Morphine acts on opioid receptors (mu, kappa, delta), which are G-protein coupled (Gi).
Effects include:
- Inhibition of adenylate cyclase
- Closing presynaptic calcium channels (reducing neurotransmitter release)
- Opening postsynaptic potassium channels (causing hyperpolarization)
Morphine also releases histamine, causing vasodilation, hypotension, skin redness, itching, and bronchospasm.

Central Nervous System (CNS) Effects

Inhibits:
- Cortex, thalamus, spinal cord (analgesia)
- Cough center (antitussive effect)
- Respiratory center (risk of respiratory depression)
- Heat regulator (causing hypothermia)
- Vasomotor center (vasodilation)
Inhibits sympathetic nervous system and activates parasympathetic nervous system, contributing to:
- Hypotension
- Bradycardia via stimulation of the cardiac inhibitory center (CIC)
Activates the chemoreceptor trigger zone (CTZ), causing nausea and vomiting—a serious risk during anesthesia due to aspiration.

Eye Effects

Causes miosis (pinpoint pupils) by activating the Edinger-Westphal nucleus in the brainstem, stimulating parasympathetic nerves to the eye.
Miosis is a classic sign of opioid use.
Eye drops of morphine do not cause miosis; systemic absorption is required.
Miosis can be reversed with naloxone, ganglion blockers, or atropine.

Reflexes

Morphine inhibits most reflexes except the monosynaptic stretch reflex, which it stimulates, leading to hyperreflexia.

Gastrointestinal Effects

Causes spasmogenic constipation by:
- Stimulating circular muscles (increasing segmentation)
- Inhibiting longitudinal muscles (reducing propulsion)
Causes sphincter spasms, blocking defecation reflexes, leading to severe constipation.
In biliary colic and renal colic, morphine alone is contraindicated because it causes spasm of the bile duct and ureteral sphincters, increasing pressure and risk of rupture.
Co-administration of atropine (a spasmolytic) is necessary to counteract these effects.

Endocrine Effects

Suppresses pituitary hormones (FSH, LH, ACTH, TSH), potentially causing:
- Gonadal dysfunction
- Adrenal insufficiency (Addison’s disease)
- Hypothyroidism (myxedema)
Increases antidiuretic hormone (ADH), causing oliguria.

Tolerance & Addiction

Initially causes euphoria and CNS excitation.
Tolerance develops within 10–14 days, reducing euphoric effects.
Tolerance does not develop for miosis and constipation, which persist.
Cross-tolerance with anesthetics means addicts require higher doses of anesthetics.

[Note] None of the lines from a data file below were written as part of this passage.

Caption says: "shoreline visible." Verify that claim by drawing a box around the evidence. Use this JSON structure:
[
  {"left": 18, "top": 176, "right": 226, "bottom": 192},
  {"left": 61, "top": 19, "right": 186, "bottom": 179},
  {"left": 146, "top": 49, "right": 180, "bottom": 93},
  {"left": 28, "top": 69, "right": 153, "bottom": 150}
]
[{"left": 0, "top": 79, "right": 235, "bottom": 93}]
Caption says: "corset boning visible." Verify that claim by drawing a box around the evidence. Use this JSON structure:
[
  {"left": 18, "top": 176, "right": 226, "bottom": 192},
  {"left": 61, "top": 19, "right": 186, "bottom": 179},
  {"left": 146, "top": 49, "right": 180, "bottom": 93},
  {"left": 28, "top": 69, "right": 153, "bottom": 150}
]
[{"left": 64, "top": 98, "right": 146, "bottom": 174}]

Notable Jokes & Teaching Style

The instructor uses humor and relatable examples, such as police officers checking eyes for narcotic use or the analogy of “throwing money on the ground” when morphine is given in shock but not absorbed.
The lecture is conversational, often addressing the viewer directly (“my dear friend,” “Ad”) and encouraging note-taking and memorization for exams.
Key points are frequently repeated, especially those important for multiple-choice questions (MCQs).
Visual aids and diagrams are recommended for complex topics like eye effects and reflexes.

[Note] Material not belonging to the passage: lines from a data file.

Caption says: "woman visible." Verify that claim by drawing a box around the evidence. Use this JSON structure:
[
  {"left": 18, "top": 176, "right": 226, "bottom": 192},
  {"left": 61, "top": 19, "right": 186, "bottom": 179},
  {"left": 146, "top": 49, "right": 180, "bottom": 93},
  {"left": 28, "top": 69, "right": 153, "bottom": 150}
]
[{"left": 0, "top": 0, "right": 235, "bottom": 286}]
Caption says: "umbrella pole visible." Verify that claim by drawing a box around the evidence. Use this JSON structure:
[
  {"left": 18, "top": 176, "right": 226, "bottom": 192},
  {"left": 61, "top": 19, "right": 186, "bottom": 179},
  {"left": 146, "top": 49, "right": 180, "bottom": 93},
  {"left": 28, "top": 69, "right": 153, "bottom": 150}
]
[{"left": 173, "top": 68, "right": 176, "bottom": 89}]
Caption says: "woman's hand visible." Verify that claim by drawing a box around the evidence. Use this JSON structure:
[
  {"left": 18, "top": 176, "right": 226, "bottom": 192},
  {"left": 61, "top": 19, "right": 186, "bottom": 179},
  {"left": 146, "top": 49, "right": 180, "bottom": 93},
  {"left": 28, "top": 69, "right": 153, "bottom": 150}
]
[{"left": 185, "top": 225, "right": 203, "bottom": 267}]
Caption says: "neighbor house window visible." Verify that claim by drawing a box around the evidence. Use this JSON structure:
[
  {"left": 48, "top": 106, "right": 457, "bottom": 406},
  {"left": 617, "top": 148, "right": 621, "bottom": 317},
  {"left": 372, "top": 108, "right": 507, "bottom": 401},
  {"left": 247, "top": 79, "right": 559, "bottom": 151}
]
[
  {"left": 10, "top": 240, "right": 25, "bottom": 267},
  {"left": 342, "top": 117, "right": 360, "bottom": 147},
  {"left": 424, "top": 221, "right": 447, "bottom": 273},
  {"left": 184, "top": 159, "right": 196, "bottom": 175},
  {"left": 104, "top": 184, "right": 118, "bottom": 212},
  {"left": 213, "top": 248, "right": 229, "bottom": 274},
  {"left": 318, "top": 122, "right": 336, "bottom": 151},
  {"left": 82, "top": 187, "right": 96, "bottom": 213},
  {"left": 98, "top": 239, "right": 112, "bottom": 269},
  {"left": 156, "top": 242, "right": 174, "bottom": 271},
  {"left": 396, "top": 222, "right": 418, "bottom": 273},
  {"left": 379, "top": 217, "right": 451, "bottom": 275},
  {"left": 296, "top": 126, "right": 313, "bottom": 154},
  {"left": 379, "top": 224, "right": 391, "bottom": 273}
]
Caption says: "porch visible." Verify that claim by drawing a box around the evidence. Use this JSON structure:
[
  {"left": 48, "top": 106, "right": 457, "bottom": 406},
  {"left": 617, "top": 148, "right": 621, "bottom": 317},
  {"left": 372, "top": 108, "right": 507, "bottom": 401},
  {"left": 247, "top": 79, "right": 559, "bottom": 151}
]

Key Reactions & Clinical Pearls

Morphine in shock: Avoid IM or SC injections due to poor circulation and risk of sudden toxicity when circulation returns.
Pregnancy: Morphine causes birth defects and neonatal withdrawal; naloxone can reverse respiratory depression if given timely.
Morphine-induced hypotension: Multifactorial—histamine release, vasomotor inhibition, sympathetic inhibition, parasympathetic activation, and direct vasodilation.
Morphine and biliary/renal colic: Contraindicated alone; must combine with atropine to prevent sphincter spasms and increased pressure.
Morphine poisoning: Respiratory center depression is the main cause of death; naloxone is the antidote.
Tolerance: Develops to euphoric effects but not to miosis or constipation.

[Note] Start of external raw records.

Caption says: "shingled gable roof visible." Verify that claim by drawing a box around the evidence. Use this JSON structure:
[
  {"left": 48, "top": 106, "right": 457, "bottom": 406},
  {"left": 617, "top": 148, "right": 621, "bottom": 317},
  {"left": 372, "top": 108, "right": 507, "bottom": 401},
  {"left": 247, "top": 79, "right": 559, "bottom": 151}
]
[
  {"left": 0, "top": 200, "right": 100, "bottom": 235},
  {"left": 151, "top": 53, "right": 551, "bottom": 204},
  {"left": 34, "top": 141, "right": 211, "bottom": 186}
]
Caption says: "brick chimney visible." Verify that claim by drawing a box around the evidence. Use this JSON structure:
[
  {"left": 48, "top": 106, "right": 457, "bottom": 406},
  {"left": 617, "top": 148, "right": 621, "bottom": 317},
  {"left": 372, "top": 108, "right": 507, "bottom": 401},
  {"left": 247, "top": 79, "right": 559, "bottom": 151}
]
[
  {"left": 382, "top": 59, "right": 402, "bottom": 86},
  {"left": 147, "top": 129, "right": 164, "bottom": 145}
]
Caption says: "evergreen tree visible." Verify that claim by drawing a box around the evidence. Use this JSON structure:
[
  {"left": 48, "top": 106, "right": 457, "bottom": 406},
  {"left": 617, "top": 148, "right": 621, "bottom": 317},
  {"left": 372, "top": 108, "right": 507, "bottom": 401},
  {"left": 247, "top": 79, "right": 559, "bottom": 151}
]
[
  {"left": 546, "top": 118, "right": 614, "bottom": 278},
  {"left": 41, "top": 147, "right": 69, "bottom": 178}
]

Personalities in the Video

The Lecturer/Doctor: The main speaker provides a comprehensive, detailed, and engaging explanation of morphine pharmacology with humor and interactive questioning.

This lecture stands out for its thoroughness, exam-focused approach, practical clinical advice, and memorable teaching style, making complex pharmacological concepts accessible and relevant for medical students.